I walked to the Notre Dame cathedral and grabbed a panini on the way there. There's a great garden just to the east of the Cathedral, where I took a nap for a while before heading back to the dorm.

I was planning on just writing for the rest of the day, but back at the hostel I met Pierre. He just got a job as a teacher in Paris and was looking for an apartment. He was just about to go to the Museum d'Orsay to meet some friends and see the exhibit "Cezanne to Picasso", so I went with him. We went the other way first and stopped at a cafe. "What beer do the French drink?" I asked. "The real French drink Belgian beer. But don't let them know." he said, with a very thick French accent.
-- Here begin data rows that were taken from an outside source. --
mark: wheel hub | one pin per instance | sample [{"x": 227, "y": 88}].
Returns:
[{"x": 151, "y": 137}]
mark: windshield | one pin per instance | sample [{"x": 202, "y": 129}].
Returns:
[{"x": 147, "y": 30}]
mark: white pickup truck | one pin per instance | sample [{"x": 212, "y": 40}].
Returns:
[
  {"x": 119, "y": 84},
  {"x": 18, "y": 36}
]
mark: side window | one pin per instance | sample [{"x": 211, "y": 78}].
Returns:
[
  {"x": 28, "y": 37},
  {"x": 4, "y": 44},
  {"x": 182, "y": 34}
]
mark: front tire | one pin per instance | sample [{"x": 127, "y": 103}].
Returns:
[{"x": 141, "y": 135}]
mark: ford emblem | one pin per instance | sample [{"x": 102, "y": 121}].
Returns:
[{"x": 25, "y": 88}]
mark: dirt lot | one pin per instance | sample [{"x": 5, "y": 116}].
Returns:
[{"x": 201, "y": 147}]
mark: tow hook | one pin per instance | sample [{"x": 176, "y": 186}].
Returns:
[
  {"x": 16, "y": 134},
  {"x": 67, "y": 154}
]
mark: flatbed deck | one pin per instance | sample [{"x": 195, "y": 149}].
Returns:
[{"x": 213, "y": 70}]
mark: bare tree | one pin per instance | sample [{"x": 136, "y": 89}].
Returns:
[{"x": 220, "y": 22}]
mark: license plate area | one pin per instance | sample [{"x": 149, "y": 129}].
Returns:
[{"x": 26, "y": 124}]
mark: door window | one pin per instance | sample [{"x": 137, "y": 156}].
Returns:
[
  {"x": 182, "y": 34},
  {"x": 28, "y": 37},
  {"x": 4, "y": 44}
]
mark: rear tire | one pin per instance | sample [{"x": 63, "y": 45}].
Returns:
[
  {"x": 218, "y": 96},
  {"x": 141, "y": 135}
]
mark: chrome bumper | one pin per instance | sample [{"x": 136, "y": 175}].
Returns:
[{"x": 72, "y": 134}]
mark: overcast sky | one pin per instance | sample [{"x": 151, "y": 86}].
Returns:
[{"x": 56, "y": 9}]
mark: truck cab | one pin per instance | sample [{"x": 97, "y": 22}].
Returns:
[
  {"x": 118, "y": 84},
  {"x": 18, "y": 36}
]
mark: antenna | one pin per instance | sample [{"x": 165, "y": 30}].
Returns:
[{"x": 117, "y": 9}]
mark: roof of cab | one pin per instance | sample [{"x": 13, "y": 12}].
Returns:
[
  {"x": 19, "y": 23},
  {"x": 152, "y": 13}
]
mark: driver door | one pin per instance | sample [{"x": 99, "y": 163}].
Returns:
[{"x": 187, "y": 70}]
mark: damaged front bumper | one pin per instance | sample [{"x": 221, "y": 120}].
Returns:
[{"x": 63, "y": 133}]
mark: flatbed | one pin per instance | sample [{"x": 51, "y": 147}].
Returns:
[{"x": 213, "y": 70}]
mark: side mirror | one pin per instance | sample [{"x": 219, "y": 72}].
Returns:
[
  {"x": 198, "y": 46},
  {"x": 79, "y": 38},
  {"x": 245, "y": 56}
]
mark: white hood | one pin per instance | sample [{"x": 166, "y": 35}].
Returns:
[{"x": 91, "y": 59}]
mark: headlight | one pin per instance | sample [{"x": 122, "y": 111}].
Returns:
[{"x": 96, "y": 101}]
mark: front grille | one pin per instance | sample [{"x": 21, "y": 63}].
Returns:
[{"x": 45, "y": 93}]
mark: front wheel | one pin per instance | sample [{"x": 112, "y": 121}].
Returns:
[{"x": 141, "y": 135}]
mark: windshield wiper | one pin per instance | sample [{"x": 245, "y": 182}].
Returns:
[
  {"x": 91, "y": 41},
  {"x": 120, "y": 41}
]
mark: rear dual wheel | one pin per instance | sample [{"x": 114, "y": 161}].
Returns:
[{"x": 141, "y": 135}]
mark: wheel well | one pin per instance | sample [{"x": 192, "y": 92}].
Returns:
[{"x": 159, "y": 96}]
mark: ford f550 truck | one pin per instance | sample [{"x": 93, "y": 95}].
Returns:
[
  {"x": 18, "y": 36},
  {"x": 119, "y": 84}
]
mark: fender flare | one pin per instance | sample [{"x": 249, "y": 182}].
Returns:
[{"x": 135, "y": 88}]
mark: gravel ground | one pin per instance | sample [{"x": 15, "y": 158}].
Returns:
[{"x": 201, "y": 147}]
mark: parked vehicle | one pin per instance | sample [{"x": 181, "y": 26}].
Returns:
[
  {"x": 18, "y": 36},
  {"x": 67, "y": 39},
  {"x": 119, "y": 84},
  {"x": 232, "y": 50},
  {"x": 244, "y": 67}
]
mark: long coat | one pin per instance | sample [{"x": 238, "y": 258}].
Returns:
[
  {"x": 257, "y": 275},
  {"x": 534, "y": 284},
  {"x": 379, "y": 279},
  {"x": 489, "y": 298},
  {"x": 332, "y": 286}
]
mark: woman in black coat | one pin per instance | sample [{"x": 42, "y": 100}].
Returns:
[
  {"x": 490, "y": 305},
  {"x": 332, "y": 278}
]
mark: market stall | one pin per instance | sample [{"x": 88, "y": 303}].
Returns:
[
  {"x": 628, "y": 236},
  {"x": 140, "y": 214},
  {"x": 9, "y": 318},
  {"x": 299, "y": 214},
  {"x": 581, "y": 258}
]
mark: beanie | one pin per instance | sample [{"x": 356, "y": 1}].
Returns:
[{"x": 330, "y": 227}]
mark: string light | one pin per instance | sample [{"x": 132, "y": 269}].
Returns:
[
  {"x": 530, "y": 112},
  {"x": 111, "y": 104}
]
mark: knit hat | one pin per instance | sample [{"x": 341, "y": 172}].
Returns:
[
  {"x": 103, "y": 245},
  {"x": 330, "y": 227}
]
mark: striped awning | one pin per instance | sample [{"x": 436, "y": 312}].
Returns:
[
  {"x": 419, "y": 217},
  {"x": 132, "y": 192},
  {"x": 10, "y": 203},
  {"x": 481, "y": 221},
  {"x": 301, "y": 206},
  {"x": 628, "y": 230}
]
So we had a Belgian beer, "Leff". We talked about language and culture differences and played the game "spot the tourist". Outside the museum the game got easier: the tourists were the ones who stopped to look at the street artist's work. The museum was wonderful; I like Gauguin and Cezanne, but also a group vaguely related group called "Nabis" I didn't know about. After the exhibition Pierre and his friends went for drinks and I stayed to wander the museum some more. My favorites were the three or four rooms dedicated to Art Nouveau furniture and art, and the entire top floor just for Impressionists and Post-Impressionists.

At this point the sun would set in the next half hour, so I walked to the Eiffel tower, which seemed about a mile away. The lines were ridiculous of course, so I just walked around appreciating the strange structure.

Pierre had recommended I see Montmarte, which I knew from the movie "Amelie", with the scene where she follows the arrows up the mountain. I rushed over on subway and practically ran to the top. I reminded myself "it's not the hand", and ran back to the subway to catch it before they stopped running at midnight. Montmarte is a really sketchy area at night when you're further down the mountain side, but it's wonderful at the top.

The next day was dedicated mainly for traveling from Paris to Lyon. And having a fresh baked croissant in Paris. I was hoping to reserve a high speed train, but they were all taken. So I left Paris at 4:00 in the afternoon and arrived in Lyon 9:00. I knew where the hostel was, so I just had to follow the map. This wasn't so easy, the streets have to underlying structure and, as in Amsterdam and Delft, the rain was following me. After walking half a kilometer south and a a hundred meters uphill, I found the hostel and soaked in the view from the hostel's balcony. I met some people, a mechanical engineer from New Zealand and a teacher from Philadelphia, and we talked about where we'd been and where we were going. A good ending to a long day.